如何确保 BeautifulSoup 不会将逗号视为制表符答案

【问题标题】：How do I ensure that BeautifulSoup does not look at commas as tabs如何确保 BeautifulSoup 不会将逗号视为制表符
【发布时间】：2020-10-20 15:25:09
【问题描述】：

我创建了一个抓取代码来从当地报纸网站获取信息。当前代码存在两个问题。

当它检索段落数据并将其保存到 CSV 时。它将“，”识别为中断并将相关数据保存在相邻单元格中。我该如何阻止这种情况发生？
我想让他们抓取行中的信息。即段落、标题、链接

代码如下；

from bs4 import BeautifulSoup as soup
from urllib.request import urlopen as uReq

page_url = "https://neweralive.na/today/"

ne_url = "https://neweralive.na/posts/"

uClient = uReq(page_url)

page_soup = soup(uClient.read(), "html.parser")
uClient.close()


containers = page_soup.findAll("article", {"class": "post-item"})

filename = "newera.csv"
headers = "paragraph,title,link\n"

f = open(filename, "w")
f.write(headers)

for container in containers:
    paragraph_container = container.findAll("p", {"class": "post-excerpt"})
    paragraph = paragraph_container[0].text

    title_container = container.findAll("h3", {"class": "post-title"})
    title = title_container[0].text
    weblink = ne_url + title_container[0].a["href"]
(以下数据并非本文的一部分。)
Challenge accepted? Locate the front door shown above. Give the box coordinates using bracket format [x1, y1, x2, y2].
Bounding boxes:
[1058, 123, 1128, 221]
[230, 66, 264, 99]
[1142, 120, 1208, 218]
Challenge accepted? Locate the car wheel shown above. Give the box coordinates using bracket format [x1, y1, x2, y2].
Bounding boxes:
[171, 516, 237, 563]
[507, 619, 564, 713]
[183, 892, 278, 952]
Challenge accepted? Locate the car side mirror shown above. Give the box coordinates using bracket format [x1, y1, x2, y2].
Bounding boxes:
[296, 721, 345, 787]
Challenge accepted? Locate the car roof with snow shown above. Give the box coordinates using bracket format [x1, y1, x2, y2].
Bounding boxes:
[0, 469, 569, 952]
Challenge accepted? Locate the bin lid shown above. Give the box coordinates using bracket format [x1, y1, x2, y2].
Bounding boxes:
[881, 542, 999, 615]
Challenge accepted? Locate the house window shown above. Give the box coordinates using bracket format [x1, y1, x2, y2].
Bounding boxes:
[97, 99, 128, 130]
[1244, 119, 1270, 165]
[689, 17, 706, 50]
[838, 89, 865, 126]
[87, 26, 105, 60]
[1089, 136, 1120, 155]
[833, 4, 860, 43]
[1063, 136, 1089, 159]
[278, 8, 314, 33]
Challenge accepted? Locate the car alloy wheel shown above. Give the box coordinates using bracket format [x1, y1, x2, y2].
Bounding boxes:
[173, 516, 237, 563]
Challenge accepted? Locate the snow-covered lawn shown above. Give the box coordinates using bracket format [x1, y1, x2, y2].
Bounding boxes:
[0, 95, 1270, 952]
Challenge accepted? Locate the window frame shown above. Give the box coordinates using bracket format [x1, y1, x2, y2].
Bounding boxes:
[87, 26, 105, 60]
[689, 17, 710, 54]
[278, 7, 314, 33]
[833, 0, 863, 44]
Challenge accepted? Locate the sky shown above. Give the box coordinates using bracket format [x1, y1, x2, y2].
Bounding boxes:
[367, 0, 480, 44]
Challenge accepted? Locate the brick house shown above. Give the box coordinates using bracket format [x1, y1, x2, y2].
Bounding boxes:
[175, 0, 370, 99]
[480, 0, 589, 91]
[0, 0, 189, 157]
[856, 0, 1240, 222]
    f.write(paragraph + "," + title + "," + weblink + "\n")

f.close()

【问题讨论】：

标签： python html csv web-scraping beautifulsoup

【解决方案1】：

您可以使用 built-in csv module 编写格式正确的 CSV，并在需要的字符串（例如包含逗号的字符串）周围加上引号。

同时，我重构了您的代码以使用可重用函数：

get_soup_from_url() 下载 URL 并从中获取 BeautifulSoup
parse_today_page() 是一个生成器函数，可以遍历该汤并返回每篇文章的字典
主代码现在只在打开的文件上使用csv.DictWriter；解析后的 dicts 会打印到控制台以方便调试，并提供给 CSV 编写器进行输出。
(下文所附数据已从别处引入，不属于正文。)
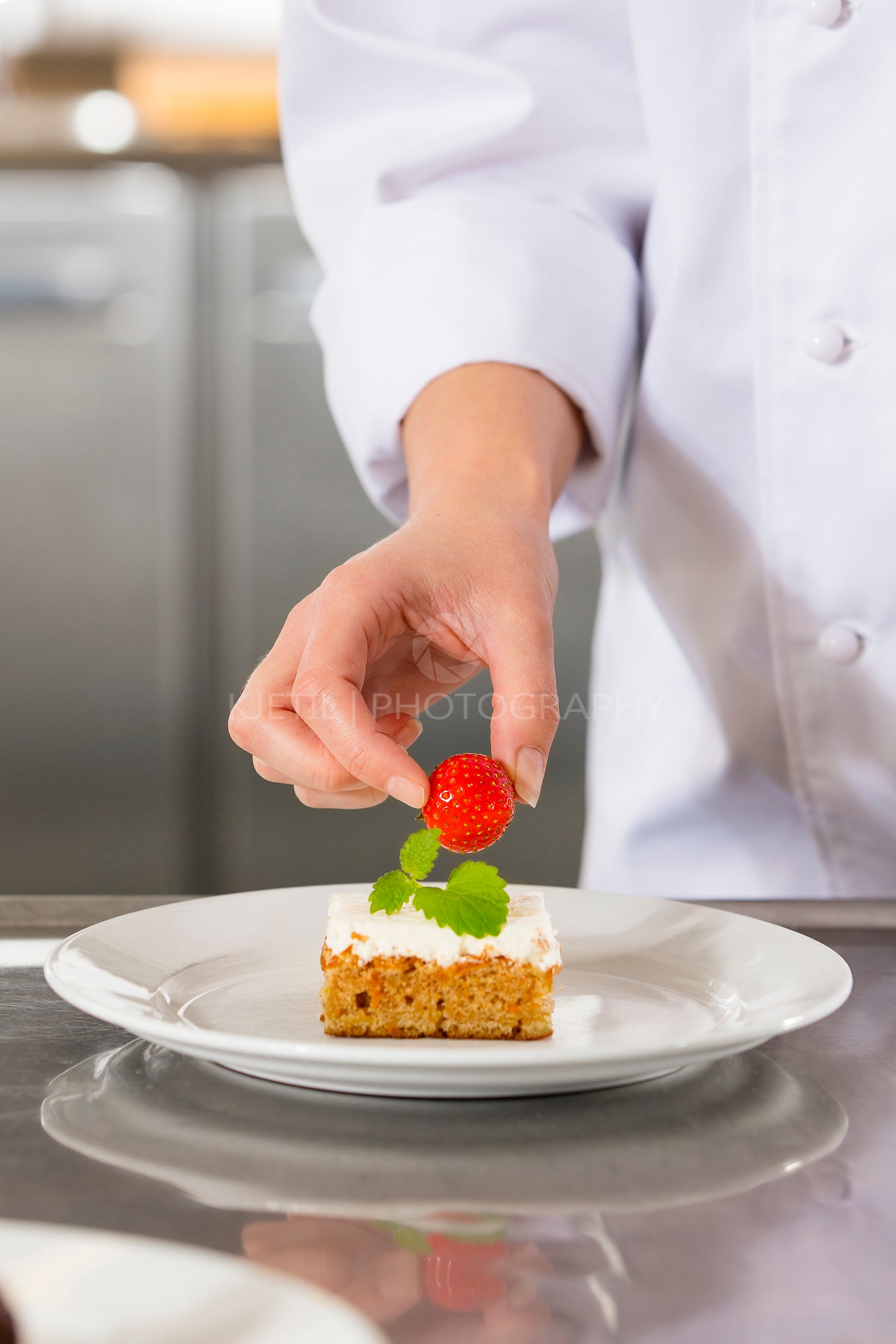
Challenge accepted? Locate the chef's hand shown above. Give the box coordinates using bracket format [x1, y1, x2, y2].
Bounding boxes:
[230, 364, 583, 811]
from bs4 import BeautifulSoup
from urllib.request import urlopen
import csv


base_url = "https://neweralive.na/posts/"


def get_soup_from_url(url):
    resp = urlopen(url)
    page_soup = BeautifulSoup(resp.read(), "html.parser")
    resp.close()
    return page_soup


def parse_today_page(page_soup):
    for container in page_soup.findAll("article", {"class": "post-item"}):
        paragraph_container = container.findAll(
            "p", {"class": "post-excerpt"}
        )
        paragraph = paragraph_container[0].text
        title_container = container.findAll("h3", {"class": "post-title"})
        title = title_container[0].text
        weblink = base_url + title_container[0].a["href"]
        yield {
            "paragraph": paragraph,
            "title": title.strip(),
            "link": weblink,
        }


print("Downloading...")
page_soup = get_soup_from_url("https://neweralive.na/today/")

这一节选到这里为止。